Treatment with immunomodulating agents in the early stages once the autoimmune response is activated (secondary prevention) or at the onset of clinical symptoms (tertiary prevention) has shown encouraging results. Some clinical trials of drugs developed to halt the autoimmune process have achieved partial benefits. In the] DIAGNODE 2 trial,1 the administration glutamic acid decarboxylase (GAD) (subcutaneous or intralymphatic) appeared to preserve endogenous insulin secretion after initiation of treatment in a subset of adolescents and young adults with T1D carrying a specific HLA haplotype. Monoclonal antibodies (anti-CD2, anti-CD3, anti-CD20, among others) and other immunosuppressive drugs have also been found to temporarily promote β-cell preservation, decrease insulin needs and even improve levels of glycated haemoglobin in recently diagnosed patients.2–4
In recent years, the United States Food and Drug Administration (FDA) and the European Medical Agency (EMA) have approved new biological therapies for use in different medical specialities that, through their action on the immune system, can modify the progression of different diseases and improve their prognosis. It is to be hoped that this new approach will also be applied to T1D. The first and sole biologic agent approved by the FDA for treatment of T1D is teplizumab, which has proven effective and safe in preventing progression of diabetes from stage 2 to stage 3 in patients aged less than 18 years.2 Recently, the results of another clinical trial of teplizumab in stage 3 have become available, showing benefits in terms of the maintenance of C-peptide levels and lower insulin requirements over the 18-month follow-up.5 The EMA is evaluating these data toward the potential authorization of the drug. Thus, we are witnessing the dawn of a new era and promising results are emerging in regard to the aetiological treatment of T1D, although there are still aspects that need to be defined better.

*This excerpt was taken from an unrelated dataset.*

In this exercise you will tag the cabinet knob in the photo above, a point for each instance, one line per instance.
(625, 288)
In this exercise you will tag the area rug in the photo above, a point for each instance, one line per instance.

To understand what this therapeutic option entails, clinicians need to convey to families and patients the importance of maintaining residual insulin secretion to improve metabolic control and reduce the development of complications in the long term.
The possibility of halting the progression of T1D in the early stages poses the challenge of organising public health programmes for the early detection of individuals at preclinical stages of disease. Most changes in this regard have focused on first-degree relatives of patients with T1D, but this subset accounts for only 10% of new cases. To be more effective, these programmes should be expanded to the general population with an active immune response. This has been the approach in Italy, which recently approved the introduction of universal, nationwide screening for T1D in the paediatric population combined with screening for coeliac disease. Other European countries, such as Germany, Czech Republic, Denmark, Slovenia and Sweden and Israel are planning similar strategies. A second aspect that is required to guarantee the effectiveness of population-based screening is the availability of sensitive and specific markers for autoantibodies. The knowledge of certain genetic characteristics associated with an increased risk or protection against T1D can guide the selection of risk groups eligible for autoantibody testing.
To conclude, we trust that the EMA will soon authorize the use of teplizumab and, in the future, other drugs that will make it possible to prevent progression of T1D to stage 3. As clinicians, we must take on the challenge to collaborate in the development of effective and feasible strategies to identify patients who can benefit from this therapeutic option, the access to which should be universal and free.